自衛隊の闇組織

石井暁『自衛隊の闇組織 秘密情報部隊「別班」の正体』講談社現代新書、2018


著者は共同通信編集委員。この本は、「陸幕運用支援・情報部別班」のレポート。

「別班」は、陸上自衛隊ヒューミント組織。人数ははっきりしていないが、数十人規模か。メンバーは、情報学校の成績優秀者から選ばれ、ケースオフィサーとして、ロシア(ソ連)、中国、北朝鮮の情報収集にあたっている。
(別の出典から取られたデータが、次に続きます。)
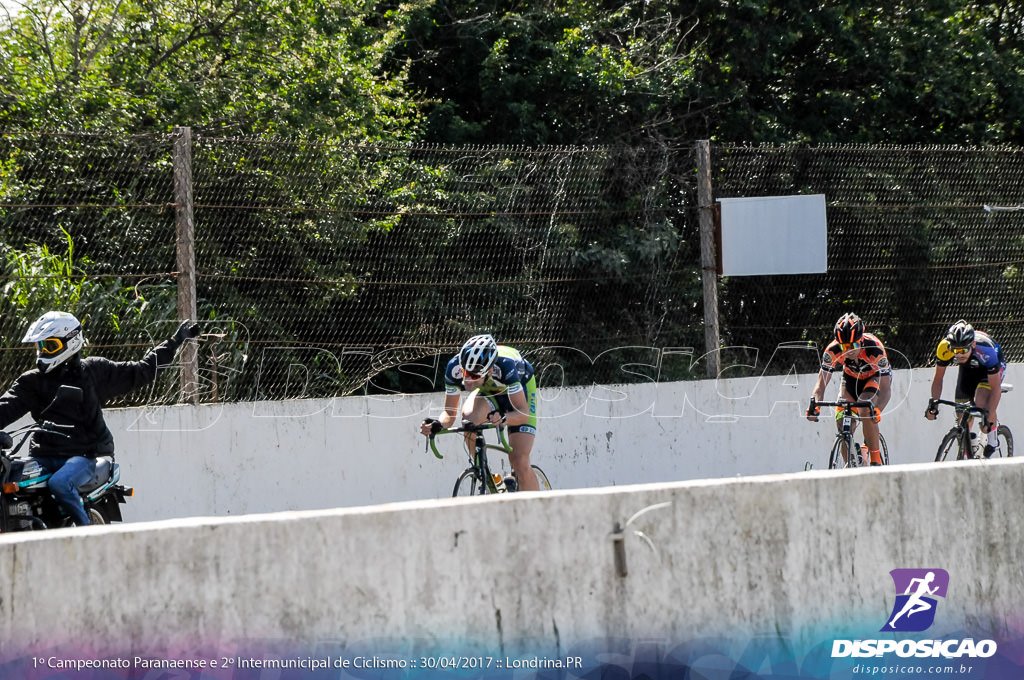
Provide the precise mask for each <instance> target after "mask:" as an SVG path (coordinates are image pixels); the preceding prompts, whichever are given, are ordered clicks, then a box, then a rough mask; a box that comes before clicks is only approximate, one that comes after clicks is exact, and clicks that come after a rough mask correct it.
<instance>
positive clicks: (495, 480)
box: [428, 422, 512, 494]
この部隊が集めてきた情報は、防衛大臣には報告されておらず、他の情報機関(内閣情報調査室や警察、公安調査庁など)と連携して、アメリカに行っていることが示唆されている。

この機関、昔共産党が端緒をつかんで赤旗で書いたことがあり、その結果は本にもなっているが、それを含めて取材の過程と結果を丹念に書いており、情報機関の実態にここまで迫れたのだから、記者としては大成果。

陸幕長の経験者が何と言っているか、この部隊にかつて在籍した者が何と言っているか、防衛省内局はどうなのか、それぞれの人の反応から、この組織が何をしているのかがわかる。

また、別班が特殊作戦群と共同して、海外での特殊作戦を実行することを考えていることも明らかにされている。実際にどのような状況で別班と特殊作戦群が結びつくのかは、この本だけではわからないが。

非常に情報の多い本。長年の取材の成果が読めるのはありがたい。